Charles O'Conor was born in the city of New York, 22 January, 1804; died at Nantucket, Massachusetts, 12 May, 1884. His father, Thomas O'Conor, who came to New York from Ireland in 1801, was "one of the active rebels of 1798", a devoted Catholic and patriot, less proud of the kingly rule of his family than of the adherence of the O'Conors to their ancient faith and patriotic principles. He married (1803) a daughter of Hugh O'Connor, a fellow countryman, but not a kinsman, who had come to the United States with his family in or about 1790. Of this marriage Charles O'Conor was born.

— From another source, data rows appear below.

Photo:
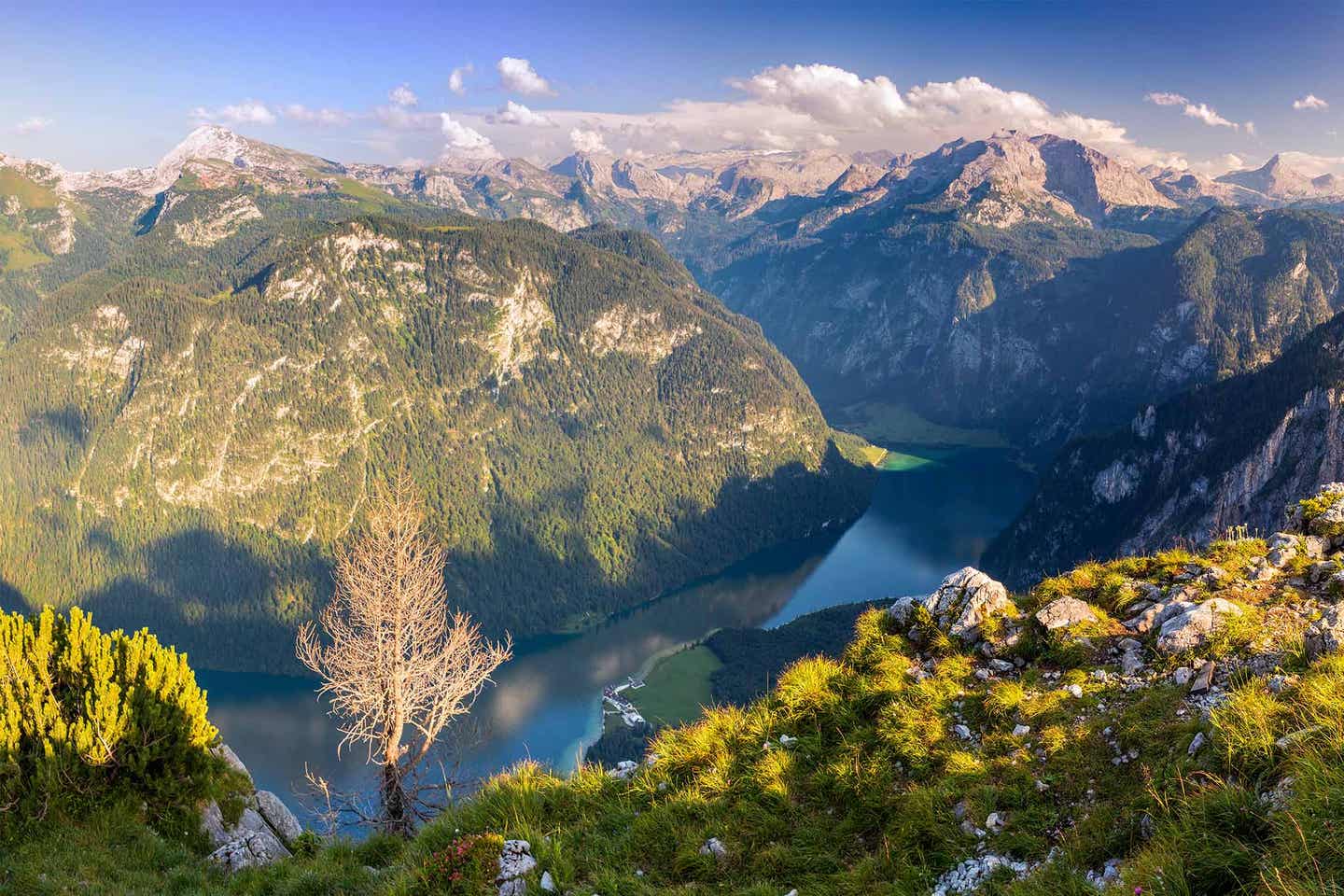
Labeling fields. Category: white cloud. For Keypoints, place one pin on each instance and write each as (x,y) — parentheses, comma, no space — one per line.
(827,93)
(515,113)
(323,117)
(1197,110)
(1167,98)
(457,79)
(403,119)
(33,125)
(785,106)
(588,141)
(1219,164)
(1209,116)
(521,77)
(465,141)
(250,112)
(402,95)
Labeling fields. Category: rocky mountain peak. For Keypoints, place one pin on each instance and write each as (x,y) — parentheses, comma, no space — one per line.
(1285,177)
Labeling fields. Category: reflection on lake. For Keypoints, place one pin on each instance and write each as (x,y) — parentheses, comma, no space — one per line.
(922,525)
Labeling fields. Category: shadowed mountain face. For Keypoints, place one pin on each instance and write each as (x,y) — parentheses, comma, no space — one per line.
(194,425)
(1234,453)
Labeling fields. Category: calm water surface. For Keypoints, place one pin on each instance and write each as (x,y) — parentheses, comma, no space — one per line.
(544,706)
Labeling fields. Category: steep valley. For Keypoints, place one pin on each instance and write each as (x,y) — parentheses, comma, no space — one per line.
(189,428)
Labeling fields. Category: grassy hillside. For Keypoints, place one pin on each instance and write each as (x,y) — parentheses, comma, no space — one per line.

In 1824, in his native city, he was admitted to the practice of the law. In 1827 he was successful as counsel in the case of a contested election for trustees of St. Peter's Church in New York. From the year 1828 his rise in his profession was continuous. As early as 1840 an interested observer of men and events Philip Hone, refers in his diary to "an able speech" by this "distinguished member of the New York bar" (Tuckerman, "The Diary of Philip Hone", New York, 1889, II, 37). In 1843 by the case of Stewart against Lispenard, his professional standing became most securely established. At the June term in this year of the highest court of the State twenty cases were argued. Of these he argued four. In 1846 he had reached "the front ranks of the profession, not only in the City and State of New York , but in the United States " (Clinton, "Extraordinary Cases", New York, I, 1). Doubtless, to his repute as a jurist should be attributed his nomination by all political parties for the New York State Constitutional Convention of that year. Subsequent to his very early manhood, office-holding could not have attracted him. He once wrote that if elected to office he would accept only, if impelled by "a sense of duty such as might impel the conscripted militia-man" (see "U. S. Catholic Historical Magazine", New York, 1891-92, IV, 402, and his response to tender in 1872 of the presidential nomination, ibidem, 399). Concerning voting for public officers he expressed himself in a similar manner, such voting being, he contended, "the performance of a duty " and no more a personal right than payment of taxes or submitting to military service, although termed "somewhat inaptly" a franchise (see "Address before the New York Historical Society ", New York, 1877). During the convention "it was the wonder of his colleagues, how in addition to the faithful work performed in committee he could get time for the research that was needed to equip him for the great speeches with which he adorned the debates" (Alexander, "A Political History of the State of New York ", New York, 1906, II, 112). His views, however, were not those of the majority. First of a minority of only six members he voted against approving a new State Constitution of which after it had been in force many years, he stated that it "gave life, vigor and permanency to the trade of politics, with all its attendant malpractice" (see Address, supra ).
Notable among cases previous to 1843 in which he was counsel was Jack v. Martin, 12 Wendell 311, and 14 Wendell 507; and during the twenty years following 1843 the Mason will case as well as the Pariah will ease (see Delafield v. Parish, 25 New York Court of Appeals Reports, 9). Probably, the most sensational of his cases during the latter period was the action for divorce brought against the celebrated actor, Edwin Forrest, O'Conor's vindication of the character of his client Mrs. Forrest, eliciting great professional and popular applause (see Clinton, op. cit., 71, 73, U. S. Catholic Historical Magazine, supra, 428). When in 1865 after the overthrow of the Southern Confederacy, Jefferson Davis was indicted for treason, O'Conor became his counsel. Among O'Conor's later cases, the trials concerning property formerly of Stephen Jumel (see, for narrative of one of these, Clinton, op. cit., c. XXIX) displayed, as had the Forrest divorce case, his ability in the capacity of trial lawyer and cross-examiner, while one of the cases in which his learning concerning the law of trusts appeared was the case of Manice against Manice, 43 New York Court of Appeals Reports, 303. In 1871, he commenced with enthusiasm as counsel for the State of New York proceedings against William M. Tweed and others, accused of frauds upon the City of New York, declaring that for his professional services he would accept no compensation. In the autumn of 1875 and while these proceedings were uncompleted, he was prostrated by an illness which seemed mortal, and the cardinal archbishop administered the sacraments. Slowly, however, he regained some measure of strength, and, on 7 Feb, 1876, roused by a newspaper report, he left his bedroom to appear in court, unexpected and ghost-ilke" (according to an eyewitness), that he might save from disaster the prosecution of the cause of the State against Tweed (see Breen, "Thirty Years of New York Politics", New York, 1899, 545-52). In 1877 he appeared as counsel before the Electoral Commission at the City of Washington. His last years were passed on the Island of Nantucket, where, in 1880, he took up his abode, seeking "quiet and a more genial climate". But even here he was occasionally induced to participate in the labours of his beloved profession.
When he passed away, many seemed to concur in opinion with Tilden that O'Conor "was the greatest jurist among all the English-speaking race" (Bigelow, "Letters and literary memorials of Samuel J. Tilden", II, 643).